Open kilin-s opened 6 years ago
Sorry you are having trouble. Can you describe what you mean by getting stuck? What is the behavior you observe before you restart it?
i see errors in prometheus-sql log
[metric_name] 2018/01/25 09:37:56 Post http://sql-agent.sql-agent.renv-0043.rancher-test.domain.ru:5000: net/http: request canceled (Client.Timeout exceeded while awaiting headers)
[metric_name] 2018/01/25 09:37:56 Backing off for 5m0s
When i try send request by curl i don't receive any responce.
Have you tried curling against sql-agent directly? Can you confirm is it is not a DNS/port issue?
yes i tried curling directly and don't get responce, but port is open and i can connect to it by telnet. I think problem between sql-agent and postgres.
requests from prometheus-sql reach the sql-agent but not reach the postgres.
sometimes sql-agent start works without restart container.
And i forgot to say that postgres and prometheus-sql placed in one network, sql-agent in other.
Just to relay the request flow, prometheus-sql sends a request to sql-agent with db connection info and the query. sql-agent then attempts to open a connection to the database. So if sql-agent can't talk to postgres then it should still respond with an error in the response noting the problem, such as a connection issue.

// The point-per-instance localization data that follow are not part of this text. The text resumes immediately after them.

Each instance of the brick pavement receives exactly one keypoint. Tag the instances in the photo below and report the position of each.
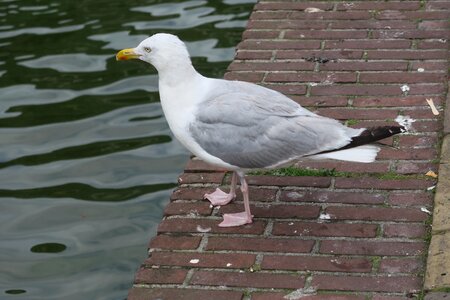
(362, 234)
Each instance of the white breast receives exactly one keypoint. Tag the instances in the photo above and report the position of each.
(179, 104)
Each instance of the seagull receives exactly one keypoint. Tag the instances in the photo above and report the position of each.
(240, 126)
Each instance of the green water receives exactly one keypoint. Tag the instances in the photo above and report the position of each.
(87, 161)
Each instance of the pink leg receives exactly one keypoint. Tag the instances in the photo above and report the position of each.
(241, 218)
(219, 197)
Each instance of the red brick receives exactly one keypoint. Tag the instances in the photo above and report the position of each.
(405, 230)
(207, 225)
(140, 293)
(417, 141)
(356, 90)
(324, 229)
(316, 263)
(365, 66)
(320, 101)
(168, 242)
(411, 34)
(260, 34)
(253, 55)
(406, 54)
(286, 24)
(377, 89)
(271, 66)
(341, 166)
(255, 280)
(438, 5)
(420, 154)
(310, 77)
(412, 15)
(303, 181)
(197, 193)
(276, 45)
(160, 276)
(396, 101)
(189, 193)
(440, 44)
(332, 15)
(282, 296)
(438, 66)
(387, 297)
(188, 208)
(325, 34)
(329, 54)
(421, 198)
(288, 89)
(368, 44)
(407, 167)
(281, 211)
(332, 197)
(205, 260)
(292, 5)
(248, 76)
(400, 77)
(358, 114)
(259, 244)
(420, 113)
(259, 194)
(371, 5)
(374, 183)
(367, 283)
(376, 214)
(401, 265)
(433, 25)
(427, 126)
(375, 247)
(373, 24)
(188, 178)
(268, 15)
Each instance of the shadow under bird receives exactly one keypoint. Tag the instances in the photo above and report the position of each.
(241, 126)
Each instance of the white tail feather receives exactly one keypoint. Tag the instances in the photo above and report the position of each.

Here is the request handler. In case you only tried curling with GET, it only takes POST requests.
i see miscommunication here. I'm sorry, English is not my native language
i know that "prometheus-sql sends a request to sql-agent with db connection info and the query. sql-agent then attempts to open a connection to the database." and "only takes POST requests"
And again
1 when applications start, everything is fine, but after random time interval sql-agent dont send requests to the prometheus. In prometheus-sql logs i see
[metric_name] 2018/01/25 09:37:56 Post http://sql-agent.sql-agent.renv-0043.rancher-test.domain.ru:5000: net/http: request canceled (Client.Timeout exceeded while awaiting headers)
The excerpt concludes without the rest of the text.